# Announcements

## ICS-33: Intermediate Programming

### In reverse-chronological order

 #21: 6/4/18 Quiz #7 Graded The TAs have graded the paper submissions for Quiz #7. The grades are now recorded. See the assignment grades and Grades(zipped .xlsm file) files, whose details are discussed below, in Announcement #7. The class average was about 80% and the median was 84%, meaning that some students correctly solved most problems, but less than half (32%) of the class correctly solved all the problems (or had minor deductions). Overall there were 32% As, 29% Bs, 18% Cs, and 21% Ds and Fs.
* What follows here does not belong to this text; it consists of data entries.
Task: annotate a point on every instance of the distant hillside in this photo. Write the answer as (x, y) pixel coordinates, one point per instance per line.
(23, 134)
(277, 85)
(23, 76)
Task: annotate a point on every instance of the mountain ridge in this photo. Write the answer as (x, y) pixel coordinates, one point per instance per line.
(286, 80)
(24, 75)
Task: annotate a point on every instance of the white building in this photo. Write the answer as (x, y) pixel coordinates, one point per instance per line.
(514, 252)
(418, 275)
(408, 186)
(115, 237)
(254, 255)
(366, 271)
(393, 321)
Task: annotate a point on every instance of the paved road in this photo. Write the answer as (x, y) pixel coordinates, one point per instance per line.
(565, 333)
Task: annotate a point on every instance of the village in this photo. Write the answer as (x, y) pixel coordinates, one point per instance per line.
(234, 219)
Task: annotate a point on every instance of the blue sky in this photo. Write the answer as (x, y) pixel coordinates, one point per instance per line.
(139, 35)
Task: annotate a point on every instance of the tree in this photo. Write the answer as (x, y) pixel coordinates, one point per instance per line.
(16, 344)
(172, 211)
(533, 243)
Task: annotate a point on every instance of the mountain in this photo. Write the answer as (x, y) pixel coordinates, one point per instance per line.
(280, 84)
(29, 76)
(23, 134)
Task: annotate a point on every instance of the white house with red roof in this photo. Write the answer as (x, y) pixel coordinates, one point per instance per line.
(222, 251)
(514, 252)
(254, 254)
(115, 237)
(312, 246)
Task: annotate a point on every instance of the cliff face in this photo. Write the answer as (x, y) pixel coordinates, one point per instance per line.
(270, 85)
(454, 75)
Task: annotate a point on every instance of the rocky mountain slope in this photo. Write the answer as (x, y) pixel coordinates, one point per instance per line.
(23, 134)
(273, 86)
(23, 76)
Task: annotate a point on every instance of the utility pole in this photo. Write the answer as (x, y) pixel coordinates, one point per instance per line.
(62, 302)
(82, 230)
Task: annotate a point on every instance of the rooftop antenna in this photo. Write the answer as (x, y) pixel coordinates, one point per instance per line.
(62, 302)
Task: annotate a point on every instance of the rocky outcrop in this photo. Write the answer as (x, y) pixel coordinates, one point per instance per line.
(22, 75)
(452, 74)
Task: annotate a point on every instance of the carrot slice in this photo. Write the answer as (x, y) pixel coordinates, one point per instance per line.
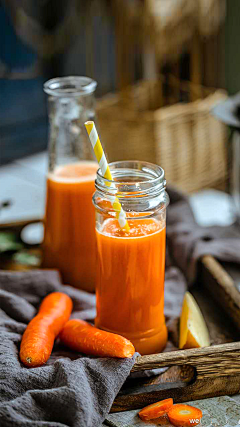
(85, 338)
(38, 338)
(182, 415)
(156, 410)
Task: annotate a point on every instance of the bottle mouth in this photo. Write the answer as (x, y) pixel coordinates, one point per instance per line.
(132, 179)
(70, 86)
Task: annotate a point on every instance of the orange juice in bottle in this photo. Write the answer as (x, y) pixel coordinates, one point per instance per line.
(69, 240)
(131, 264)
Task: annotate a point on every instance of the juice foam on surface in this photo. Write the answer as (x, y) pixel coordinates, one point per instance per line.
(80, 171)
(138, 228)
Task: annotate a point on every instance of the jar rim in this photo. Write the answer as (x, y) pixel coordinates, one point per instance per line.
(145, 179)
(127, 165)
(70, 86)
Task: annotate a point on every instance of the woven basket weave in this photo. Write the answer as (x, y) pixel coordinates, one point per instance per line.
(183, 138)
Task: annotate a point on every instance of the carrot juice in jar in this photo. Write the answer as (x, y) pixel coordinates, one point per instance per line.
(69, 239)
(131, 264)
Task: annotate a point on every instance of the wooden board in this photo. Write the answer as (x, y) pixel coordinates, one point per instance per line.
(197, 373)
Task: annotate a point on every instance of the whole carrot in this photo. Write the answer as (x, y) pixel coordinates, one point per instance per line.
(80, 336)
(38, 338)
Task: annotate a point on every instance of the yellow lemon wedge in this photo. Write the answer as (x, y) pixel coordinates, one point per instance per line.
(193, 329)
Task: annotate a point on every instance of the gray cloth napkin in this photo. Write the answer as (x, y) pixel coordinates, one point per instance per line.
(69, 390)
(188, 242)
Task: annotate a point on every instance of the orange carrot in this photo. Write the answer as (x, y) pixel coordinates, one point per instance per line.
(38, 338)
(156, 410)
(181, 415)
(85, 338)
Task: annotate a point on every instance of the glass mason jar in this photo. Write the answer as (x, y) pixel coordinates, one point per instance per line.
(131, 265)
(69, 241)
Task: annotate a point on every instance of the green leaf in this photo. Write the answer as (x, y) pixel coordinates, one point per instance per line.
(9, 242)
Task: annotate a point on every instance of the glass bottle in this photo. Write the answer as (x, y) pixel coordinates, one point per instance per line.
(69, 240)
(131, 265)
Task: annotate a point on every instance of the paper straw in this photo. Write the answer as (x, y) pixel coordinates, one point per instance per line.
(103, 164)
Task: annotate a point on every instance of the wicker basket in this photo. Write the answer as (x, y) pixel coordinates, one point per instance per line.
(183, 138)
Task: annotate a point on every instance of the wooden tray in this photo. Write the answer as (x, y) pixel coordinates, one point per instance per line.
(197, 373)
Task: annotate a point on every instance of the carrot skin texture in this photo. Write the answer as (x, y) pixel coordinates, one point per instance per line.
(85, 338)
(38, 338)
(178, 418)
(156, 410)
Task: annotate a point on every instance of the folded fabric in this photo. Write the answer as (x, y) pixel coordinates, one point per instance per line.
(69, 390)
(188, 242)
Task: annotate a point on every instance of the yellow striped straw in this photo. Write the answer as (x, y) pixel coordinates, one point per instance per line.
(103, 164)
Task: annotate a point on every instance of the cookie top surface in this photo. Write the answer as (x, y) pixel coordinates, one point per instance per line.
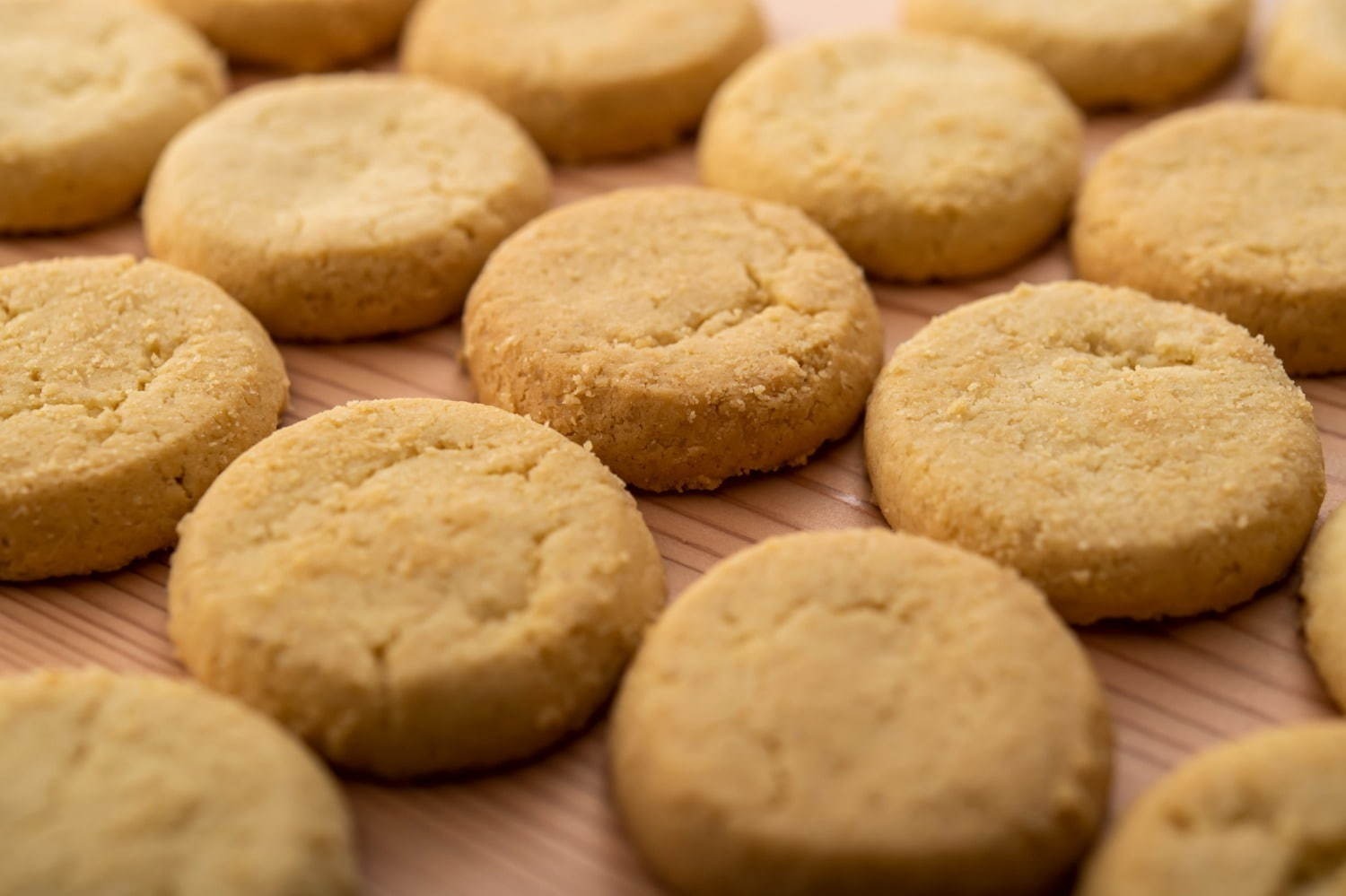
(450, 586)
(739, 770)
(1254, 817)
(1082, 433)
(137, 785)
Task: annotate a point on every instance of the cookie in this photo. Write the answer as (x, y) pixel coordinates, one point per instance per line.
(686, 335)
(1238, 207)
(416, 586)
(1305, 56)
(93, 91)
(129, 785)
(1104, 53)
(124, 389)
(1133, 457)
(805, 710)
(1257, 817)
(925, 156)
(345, 206)
(594, 78)
(299, 35)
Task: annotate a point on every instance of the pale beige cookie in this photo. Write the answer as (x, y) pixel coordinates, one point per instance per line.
(1264, 815)
(1104, 53)
(686, 335)
(124, 389)
(861, 712)
(1305, 56)
(925, 156)
(1238, 207)
(301, 35)
(345, 206)
(1133, 457)
(91, 91)
(134, 785)
(589, 78)
(416, 586)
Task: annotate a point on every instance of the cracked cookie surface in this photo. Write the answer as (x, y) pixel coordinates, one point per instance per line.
(416, 586)
(688, 335)
(861, 712)
(1133, 457)
(129, 785)
(345, 206)
(124, 390)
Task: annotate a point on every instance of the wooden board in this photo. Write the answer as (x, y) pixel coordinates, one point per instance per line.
(546, 828)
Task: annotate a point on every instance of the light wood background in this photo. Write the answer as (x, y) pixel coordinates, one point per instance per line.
(546, 828)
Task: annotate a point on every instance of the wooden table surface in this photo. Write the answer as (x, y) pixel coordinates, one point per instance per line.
(546, 828)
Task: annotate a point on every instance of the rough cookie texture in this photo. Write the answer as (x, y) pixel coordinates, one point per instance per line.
(124, 389)
(1132, 457)
(92, 93)
(688, 335)
(1238, 207)
(1104, 53)
(132, 785)
(861, 712)
(416, 586)
(1260, 817)
(925, 156)
(345, 206)
(1305, 56)
(301, 35)
(589, 78)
In the assignment spreadsheet, Column A contains the Hashed IDs of all students (in sorted order) and Column B contains an X if we believe the student submitted work on time. Row 1 in Columns D-I shows how many points the problems were worth; Column C shows a 2 point deduction for students submitting late and a 5 point deduction for not using a single sheet of paper (I originally said we would not even grade such submissions; students who did not submit one, two-sided sheet should retrieve their quizzes from me during my office hours, not their TA in Lab). Rows 3 and beyond show the number of points earned by each student. Columns J-L show each student's cumulative Score, the score Rounded to an integer (what integer is entered in the Grades spreadsheet) and Percent, based on the number of points the assginment is worth (here 25). The TAs graded the following problems. ``` Seyyed : 1 James : 2 Richard : 3 Tianhang : 4 Radu : 5 Juan : 6``` These papers will be returned in lab on Tuesday and Thursday. Students should talk to the appropriate TA first, if they do not understand why they received the marks they did. The best time to talk with any TA about grades is during one of their Labs. Students should examine their graded work immediately and get any regrade issues settled as soon as possible (within a week of when the grade is assigned). This assignment was designed to provide you with an introduction to solving problems related to analyzing algorithms and code. All these topics may be tested again on the Final exam. As with all assignments, you should examine my solutions.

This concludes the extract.